Data Retention Service

A generic, event-driven pattern to enforce retention policies: detect expired data, publish cleanup events, run idempotent workers, then update metadata and storage with a complete audit trail.

Detection

  • Scheduler (hourly / daily / monthly)
  • Policy evaluation + eligibility checks
  • Catalog scan + partition selection

Queue / Event Bus

  • Event publishing
  • Routing + fanout
  • Backpressure, retries, DLQ

Workers

  • Partition cleanup
  • Data deletion (parallel + rate limited)
  • Idempotent execution

Storage + Metadata

  • Metadata catalog updates
  • Object storage deletion
  • Audit trail + reporting
Component details(+ principles)

Event Dispatcher

Evaluates retention rules, selects eligible partitions/files, and publishes cleanup events.

Examples: scheduled job, serverless function, microservice

Queue / Event Bus

Decouples detection from execution and enables scalable, reliable processing with retries.

Examples: Kafka, RabbitMQ, managed queue, event bus

Retention Workers

Consume events and perform cleanup in parallel across metadata and storage layers.

Examples: containers, serverless workers, batch jobs

Metadata Catalog

Stores schemas and partition state. Workers update catalog state during cleanup.

Examples: metastore, data catalog, governance catalog

Object Storage

Data files reside here. Workers delete files based on retention policy decisions.

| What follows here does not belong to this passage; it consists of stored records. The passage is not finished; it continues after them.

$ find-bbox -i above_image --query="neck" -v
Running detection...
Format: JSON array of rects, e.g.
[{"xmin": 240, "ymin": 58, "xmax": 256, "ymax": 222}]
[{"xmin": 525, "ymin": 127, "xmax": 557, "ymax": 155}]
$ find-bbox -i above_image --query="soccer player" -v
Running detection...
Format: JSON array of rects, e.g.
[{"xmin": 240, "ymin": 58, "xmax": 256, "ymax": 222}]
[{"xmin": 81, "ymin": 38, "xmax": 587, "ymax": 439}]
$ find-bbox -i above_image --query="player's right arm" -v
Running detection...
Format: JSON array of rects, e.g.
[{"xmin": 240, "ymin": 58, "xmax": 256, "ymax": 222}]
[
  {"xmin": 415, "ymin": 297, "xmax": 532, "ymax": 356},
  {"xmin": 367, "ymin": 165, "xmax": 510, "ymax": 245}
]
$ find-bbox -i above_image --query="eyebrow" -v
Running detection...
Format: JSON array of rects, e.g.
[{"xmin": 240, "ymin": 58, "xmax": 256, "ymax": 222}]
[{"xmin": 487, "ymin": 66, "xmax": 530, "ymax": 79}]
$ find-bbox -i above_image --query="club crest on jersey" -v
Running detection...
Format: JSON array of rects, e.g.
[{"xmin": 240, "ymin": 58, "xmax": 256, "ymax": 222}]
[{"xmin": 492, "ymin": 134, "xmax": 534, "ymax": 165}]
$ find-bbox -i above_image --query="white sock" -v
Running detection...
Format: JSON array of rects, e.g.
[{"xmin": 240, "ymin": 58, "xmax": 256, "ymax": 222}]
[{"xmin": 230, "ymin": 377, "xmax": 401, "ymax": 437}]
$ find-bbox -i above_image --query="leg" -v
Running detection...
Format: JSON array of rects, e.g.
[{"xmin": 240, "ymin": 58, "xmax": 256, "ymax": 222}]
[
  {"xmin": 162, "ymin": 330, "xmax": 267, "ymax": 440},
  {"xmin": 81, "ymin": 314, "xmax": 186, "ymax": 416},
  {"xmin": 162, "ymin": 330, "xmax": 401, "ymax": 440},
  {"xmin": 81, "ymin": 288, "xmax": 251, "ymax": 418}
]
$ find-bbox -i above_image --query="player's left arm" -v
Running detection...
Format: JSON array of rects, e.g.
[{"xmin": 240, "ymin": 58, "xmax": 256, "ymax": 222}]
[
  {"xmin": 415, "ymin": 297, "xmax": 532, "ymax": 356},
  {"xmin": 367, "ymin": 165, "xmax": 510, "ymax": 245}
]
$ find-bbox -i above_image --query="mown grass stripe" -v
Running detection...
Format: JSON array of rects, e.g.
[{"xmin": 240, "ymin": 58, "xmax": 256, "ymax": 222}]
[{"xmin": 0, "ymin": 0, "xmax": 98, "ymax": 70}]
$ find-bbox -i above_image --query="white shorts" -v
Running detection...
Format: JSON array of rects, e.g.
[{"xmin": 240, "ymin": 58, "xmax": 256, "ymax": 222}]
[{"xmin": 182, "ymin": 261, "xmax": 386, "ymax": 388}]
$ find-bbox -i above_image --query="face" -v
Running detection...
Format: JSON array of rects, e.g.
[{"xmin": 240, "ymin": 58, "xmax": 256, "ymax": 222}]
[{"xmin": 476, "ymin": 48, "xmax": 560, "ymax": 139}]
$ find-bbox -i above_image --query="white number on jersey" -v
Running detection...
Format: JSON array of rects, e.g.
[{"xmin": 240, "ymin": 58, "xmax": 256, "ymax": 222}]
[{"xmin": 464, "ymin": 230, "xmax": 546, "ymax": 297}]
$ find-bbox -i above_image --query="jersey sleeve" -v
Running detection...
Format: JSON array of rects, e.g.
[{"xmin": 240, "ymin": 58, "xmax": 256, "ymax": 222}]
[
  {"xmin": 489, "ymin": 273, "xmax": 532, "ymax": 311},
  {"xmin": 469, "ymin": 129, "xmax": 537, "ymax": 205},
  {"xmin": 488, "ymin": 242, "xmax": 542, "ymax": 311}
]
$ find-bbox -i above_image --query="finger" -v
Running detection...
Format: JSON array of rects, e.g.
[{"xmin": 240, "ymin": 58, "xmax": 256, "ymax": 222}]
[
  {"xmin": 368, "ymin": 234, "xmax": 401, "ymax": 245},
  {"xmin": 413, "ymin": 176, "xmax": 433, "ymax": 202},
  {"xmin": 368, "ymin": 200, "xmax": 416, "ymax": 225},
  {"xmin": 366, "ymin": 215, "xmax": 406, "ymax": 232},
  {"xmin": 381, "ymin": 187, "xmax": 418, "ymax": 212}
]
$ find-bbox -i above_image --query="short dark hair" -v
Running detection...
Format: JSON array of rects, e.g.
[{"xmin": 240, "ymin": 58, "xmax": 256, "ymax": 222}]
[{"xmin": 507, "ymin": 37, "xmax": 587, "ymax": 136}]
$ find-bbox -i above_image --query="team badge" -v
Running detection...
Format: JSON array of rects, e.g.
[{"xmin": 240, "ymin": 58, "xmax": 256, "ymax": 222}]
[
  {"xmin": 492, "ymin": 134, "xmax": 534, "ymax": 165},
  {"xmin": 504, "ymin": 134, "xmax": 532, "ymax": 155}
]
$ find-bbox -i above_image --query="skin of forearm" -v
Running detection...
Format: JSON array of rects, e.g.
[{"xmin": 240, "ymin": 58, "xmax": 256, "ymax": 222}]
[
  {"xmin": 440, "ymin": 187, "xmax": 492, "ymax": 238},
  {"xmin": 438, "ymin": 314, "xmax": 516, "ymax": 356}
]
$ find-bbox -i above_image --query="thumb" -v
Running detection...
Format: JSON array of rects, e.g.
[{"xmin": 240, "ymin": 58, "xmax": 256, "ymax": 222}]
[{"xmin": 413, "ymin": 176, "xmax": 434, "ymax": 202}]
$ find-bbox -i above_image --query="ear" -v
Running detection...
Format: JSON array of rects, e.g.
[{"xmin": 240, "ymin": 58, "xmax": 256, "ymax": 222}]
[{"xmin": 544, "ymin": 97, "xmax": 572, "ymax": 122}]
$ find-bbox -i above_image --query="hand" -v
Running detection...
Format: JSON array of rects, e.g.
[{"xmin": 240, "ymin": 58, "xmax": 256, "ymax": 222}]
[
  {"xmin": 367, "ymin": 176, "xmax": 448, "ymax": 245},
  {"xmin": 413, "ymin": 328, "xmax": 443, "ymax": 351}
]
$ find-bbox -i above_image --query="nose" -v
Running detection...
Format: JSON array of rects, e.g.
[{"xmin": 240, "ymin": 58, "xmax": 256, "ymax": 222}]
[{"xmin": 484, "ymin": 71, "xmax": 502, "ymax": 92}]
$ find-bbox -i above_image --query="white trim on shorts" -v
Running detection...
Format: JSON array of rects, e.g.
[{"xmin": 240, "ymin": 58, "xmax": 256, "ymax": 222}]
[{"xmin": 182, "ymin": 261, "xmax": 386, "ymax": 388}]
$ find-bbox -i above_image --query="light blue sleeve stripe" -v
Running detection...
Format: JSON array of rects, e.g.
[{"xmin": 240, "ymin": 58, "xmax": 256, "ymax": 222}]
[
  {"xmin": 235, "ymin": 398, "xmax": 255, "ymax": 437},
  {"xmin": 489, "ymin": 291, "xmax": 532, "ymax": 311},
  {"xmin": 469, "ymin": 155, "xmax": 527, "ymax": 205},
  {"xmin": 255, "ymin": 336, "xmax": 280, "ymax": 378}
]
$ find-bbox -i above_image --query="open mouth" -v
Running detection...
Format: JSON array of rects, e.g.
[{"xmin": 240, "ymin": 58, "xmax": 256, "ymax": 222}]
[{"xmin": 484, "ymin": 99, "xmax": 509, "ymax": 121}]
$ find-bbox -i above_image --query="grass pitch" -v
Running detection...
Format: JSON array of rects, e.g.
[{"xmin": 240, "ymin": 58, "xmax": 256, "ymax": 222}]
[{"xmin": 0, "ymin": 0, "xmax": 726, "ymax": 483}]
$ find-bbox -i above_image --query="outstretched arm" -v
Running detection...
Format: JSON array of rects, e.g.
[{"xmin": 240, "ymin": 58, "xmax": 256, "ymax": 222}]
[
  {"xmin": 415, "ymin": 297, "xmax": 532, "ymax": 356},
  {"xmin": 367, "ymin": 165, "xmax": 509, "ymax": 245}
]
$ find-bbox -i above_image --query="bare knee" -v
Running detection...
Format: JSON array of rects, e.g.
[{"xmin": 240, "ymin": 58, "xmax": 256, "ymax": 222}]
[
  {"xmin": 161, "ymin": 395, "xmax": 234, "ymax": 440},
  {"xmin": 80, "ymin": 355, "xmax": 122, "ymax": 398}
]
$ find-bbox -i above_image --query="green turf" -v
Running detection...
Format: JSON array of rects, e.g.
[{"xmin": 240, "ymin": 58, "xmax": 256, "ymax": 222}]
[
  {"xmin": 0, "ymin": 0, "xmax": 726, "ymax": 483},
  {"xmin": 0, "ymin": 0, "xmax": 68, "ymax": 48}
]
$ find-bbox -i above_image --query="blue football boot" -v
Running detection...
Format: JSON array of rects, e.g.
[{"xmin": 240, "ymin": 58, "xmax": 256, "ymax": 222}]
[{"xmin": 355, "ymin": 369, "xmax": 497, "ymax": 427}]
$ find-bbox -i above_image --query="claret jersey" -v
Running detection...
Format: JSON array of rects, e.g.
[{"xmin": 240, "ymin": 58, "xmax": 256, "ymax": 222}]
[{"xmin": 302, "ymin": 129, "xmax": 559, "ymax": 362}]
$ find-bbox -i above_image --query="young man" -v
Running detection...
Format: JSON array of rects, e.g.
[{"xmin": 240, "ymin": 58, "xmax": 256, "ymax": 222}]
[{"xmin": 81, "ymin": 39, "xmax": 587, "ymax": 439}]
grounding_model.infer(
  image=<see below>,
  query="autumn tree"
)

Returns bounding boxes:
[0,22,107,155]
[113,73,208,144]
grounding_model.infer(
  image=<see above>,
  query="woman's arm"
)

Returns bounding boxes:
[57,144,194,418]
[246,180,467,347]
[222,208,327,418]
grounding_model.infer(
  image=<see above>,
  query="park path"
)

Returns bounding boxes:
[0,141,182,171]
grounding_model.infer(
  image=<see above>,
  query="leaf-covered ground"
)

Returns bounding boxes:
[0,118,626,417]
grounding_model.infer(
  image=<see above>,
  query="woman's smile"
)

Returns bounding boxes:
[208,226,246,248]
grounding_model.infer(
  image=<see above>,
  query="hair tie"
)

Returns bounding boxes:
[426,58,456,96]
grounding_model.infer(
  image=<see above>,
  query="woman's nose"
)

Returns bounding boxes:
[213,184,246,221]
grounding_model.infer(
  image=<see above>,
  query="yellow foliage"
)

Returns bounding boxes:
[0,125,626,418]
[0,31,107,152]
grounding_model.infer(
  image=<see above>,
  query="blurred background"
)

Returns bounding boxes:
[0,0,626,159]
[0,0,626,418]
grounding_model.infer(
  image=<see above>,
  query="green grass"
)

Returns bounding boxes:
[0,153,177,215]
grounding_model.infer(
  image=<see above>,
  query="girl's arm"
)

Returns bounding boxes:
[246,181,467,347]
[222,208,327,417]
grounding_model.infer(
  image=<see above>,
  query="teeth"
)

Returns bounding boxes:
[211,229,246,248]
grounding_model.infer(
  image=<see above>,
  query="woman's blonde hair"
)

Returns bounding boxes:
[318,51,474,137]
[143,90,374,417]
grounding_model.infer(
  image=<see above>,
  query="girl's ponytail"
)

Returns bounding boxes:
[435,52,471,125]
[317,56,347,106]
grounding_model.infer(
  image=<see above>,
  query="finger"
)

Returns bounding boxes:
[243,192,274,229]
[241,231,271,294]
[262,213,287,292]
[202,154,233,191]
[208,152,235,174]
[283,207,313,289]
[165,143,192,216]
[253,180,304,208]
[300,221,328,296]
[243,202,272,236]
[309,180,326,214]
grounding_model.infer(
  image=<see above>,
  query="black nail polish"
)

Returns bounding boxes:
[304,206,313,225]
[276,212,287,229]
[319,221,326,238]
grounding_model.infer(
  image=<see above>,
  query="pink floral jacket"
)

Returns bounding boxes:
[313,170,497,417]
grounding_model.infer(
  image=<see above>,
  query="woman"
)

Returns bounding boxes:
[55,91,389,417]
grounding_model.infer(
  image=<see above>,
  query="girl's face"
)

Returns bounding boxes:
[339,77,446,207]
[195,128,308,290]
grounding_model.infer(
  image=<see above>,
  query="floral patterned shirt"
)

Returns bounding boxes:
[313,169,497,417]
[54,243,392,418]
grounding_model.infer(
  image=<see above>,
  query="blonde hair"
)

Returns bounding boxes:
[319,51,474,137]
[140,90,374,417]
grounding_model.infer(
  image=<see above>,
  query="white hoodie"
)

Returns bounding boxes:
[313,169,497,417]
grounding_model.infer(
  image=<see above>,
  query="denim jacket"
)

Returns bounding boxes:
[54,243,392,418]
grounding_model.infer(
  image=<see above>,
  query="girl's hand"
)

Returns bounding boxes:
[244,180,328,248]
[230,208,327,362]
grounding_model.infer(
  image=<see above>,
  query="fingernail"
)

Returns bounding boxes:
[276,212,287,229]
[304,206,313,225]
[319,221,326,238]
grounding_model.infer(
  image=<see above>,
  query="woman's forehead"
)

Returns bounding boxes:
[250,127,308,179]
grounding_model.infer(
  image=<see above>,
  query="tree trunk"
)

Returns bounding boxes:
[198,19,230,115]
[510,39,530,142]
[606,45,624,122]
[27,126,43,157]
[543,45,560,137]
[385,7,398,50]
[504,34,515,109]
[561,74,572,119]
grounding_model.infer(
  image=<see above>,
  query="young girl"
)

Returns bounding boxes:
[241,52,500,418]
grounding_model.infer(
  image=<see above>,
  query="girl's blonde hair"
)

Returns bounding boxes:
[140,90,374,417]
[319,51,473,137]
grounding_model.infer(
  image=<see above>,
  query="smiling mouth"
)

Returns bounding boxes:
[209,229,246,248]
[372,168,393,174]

Examples: object storage, HDFS-compatible storage

Audit + Controls

Captures what was deleted, when, and why—supporting compliance and investigations.

Examples: immutable logs, metrics, dashboards, ticketing

Key architectural principles

Event-driven and loosely coupled for scale
Idempotent operations for safe retries
Audit trail for governance and compliance
Parallel execution with guardrails (rate limits, throttling, backpressure)
Separation of detection vs execution
Cloud-agnostic design (portable)

Outcomes

Automated enforcement

Retention policies execute automatically with no manual cleanup or operational overhead.

Lower storage costs

Reduces total storage footprint and cloud spend by continuously removing expired data.

Compliance ready

Creates a full audit trail of what was deleted, when, and why for governance needs.

Horizontally scalable

Event-driven workers scale out to handle growth without re-architecting the system.

Reliable execution

Idempotent operations allow safe retries and fault tolerance during failures.

Built-in guardrails

Rate limits, batching, and backpressure protect storage systems and prevent runaway deletes or production impact.

Note: This page is intentionally generic (no vendor or internal system names). Swap in your platform equivalents as needed.